In the invigorating, infuriating and fascinating film “Dunkirk,” director Christopher Nolan seems to break a cardinal rule of storytelling: the characters are nearly impossible to tell apart. At the beginning of the film, this seems to be an annoying error, but by the end it becomes both a “Where’s Waldo” style practical joke and a sly thesis statement. War can turn individual lives into cogs of a machine, rendering them dehumanized and indistinguishable. That “Dunkirk” tends to adopt the same worldview is both its Trojan Horse and its Achilles heel.

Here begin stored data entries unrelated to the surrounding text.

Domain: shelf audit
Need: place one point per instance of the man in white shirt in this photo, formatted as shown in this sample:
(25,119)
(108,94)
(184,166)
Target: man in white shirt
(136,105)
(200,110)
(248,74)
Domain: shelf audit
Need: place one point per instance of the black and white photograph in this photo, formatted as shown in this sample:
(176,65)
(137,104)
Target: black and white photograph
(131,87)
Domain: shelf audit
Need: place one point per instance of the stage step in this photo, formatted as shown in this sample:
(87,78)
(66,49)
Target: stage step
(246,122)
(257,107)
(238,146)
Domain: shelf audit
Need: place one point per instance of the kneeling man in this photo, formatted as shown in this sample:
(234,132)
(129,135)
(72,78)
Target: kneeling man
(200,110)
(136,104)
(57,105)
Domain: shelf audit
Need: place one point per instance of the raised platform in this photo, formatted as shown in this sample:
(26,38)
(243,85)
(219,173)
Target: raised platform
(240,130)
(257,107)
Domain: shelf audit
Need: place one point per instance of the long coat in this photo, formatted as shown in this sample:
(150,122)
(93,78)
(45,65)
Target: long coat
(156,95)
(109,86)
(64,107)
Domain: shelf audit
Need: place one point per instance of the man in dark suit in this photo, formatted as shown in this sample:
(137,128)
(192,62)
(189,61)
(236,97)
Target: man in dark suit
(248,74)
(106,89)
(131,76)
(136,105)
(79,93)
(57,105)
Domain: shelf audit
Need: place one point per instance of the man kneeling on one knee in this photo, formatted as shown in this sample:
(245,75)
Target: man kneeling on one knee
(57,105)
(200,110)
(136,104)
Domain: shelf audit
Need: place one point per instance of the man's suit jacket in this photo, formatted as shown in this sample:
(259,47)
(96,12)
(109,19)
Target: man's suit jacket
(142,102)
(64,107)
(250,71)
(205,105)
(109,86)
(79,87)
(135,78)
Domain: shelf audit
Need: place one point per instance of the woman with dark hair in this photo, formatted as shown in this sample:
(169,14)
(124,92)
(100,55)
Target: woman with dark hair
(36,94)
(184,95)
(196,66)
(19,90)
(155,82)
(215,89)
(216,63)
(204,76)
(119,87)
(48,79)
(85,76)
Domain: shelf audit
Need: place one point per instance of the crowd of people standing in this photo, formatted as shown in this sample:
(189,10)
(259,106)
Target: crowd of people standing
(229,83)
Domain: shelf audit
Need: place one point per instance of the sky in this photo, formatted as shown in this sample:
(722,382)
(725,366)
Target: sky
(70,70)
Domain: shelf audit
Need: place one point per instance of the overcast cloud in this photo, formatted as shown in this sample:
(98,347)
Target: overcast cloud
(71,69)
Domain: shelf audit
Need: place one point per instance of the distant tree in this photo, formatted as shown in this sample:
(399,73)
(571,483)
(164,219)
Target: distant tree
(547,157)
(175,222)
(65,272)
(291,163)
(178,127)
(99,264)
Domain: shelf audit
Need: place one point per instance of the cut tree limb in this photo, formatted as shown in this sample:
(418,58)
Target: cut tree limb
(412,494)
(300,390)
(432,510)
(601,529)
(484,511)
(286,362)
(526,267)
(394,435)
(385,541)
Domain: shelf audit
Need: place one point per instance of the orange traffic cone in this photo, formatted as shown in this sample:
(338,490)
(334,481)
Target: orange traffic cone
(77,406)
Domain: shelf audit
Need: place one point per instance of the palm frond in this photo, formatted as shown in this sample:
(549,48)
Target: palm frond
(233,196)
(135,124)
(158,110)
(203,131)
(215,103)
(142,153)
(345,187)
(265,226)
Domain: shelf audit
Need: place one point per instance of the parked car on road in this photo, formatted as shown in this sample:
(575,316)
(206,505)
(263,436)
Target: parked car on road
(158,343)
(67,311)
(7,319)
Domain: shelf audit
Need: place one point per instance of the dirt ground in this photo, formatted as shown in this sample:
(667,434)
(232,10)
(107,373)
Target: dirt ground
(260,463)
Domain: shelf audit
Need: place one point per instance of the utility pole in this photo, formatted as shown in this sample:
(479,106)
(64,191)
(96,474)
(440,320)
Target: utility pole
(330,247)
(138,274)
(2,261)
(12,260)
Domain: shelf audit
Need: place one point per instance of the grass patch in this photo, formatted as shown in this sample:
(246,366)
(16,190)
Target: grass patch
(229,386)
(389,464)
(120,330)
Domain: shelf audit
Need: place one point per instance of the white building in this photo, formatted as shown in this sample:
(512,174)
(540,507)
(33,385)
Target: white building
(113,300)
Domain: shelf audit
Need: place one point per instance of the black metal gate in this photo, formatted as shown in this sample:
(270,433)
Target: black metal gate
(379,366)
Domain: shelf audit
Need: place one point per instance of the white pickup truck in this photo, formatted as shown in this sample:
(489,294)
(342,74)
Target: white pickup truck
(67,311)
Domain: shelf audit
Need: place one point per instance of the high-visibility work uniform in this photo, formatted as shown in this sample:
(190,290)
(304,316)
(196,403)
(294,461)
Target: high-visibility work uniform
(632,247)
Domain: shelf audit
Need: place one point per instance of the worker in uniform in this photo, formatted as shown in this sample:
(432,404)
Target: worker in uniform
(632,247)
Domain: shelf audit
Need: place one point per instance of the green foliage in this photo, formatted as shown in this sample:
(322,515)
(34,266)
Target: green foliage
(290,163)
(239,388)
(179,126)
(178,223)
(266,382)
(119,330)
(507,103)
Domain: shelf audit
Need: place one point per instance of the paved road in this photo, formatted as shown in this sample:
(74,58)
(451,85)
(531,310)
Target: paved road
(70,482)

The film utilizes three perspectives — land, sea and air — to depict the now-canonized evacuation of Dunkirk in 1940. As the Nazis march with alarming speed through France, the British government has limited time to evacuate hundreds of thousands of their soldiers stationed in the country. If they do not act in time, the German forces will obliterate the British troops, leaving the rest of western Europe at the mercy of Hitler. Nolan focuses on individuals’ quests for survival from a variety of vantage points. Over the course of a week, thousands of soldiers on land impatiently wait to return home. The circumstances are dire: recourses are limited, and German bombings bring constant peril. Over the course of a day, a man and his son use their personal boat to save as many people as they can as part of a national effort of civilian volunteers. Over the course of an hour, three Spitfires attempt to stay alive while fighting German bombers.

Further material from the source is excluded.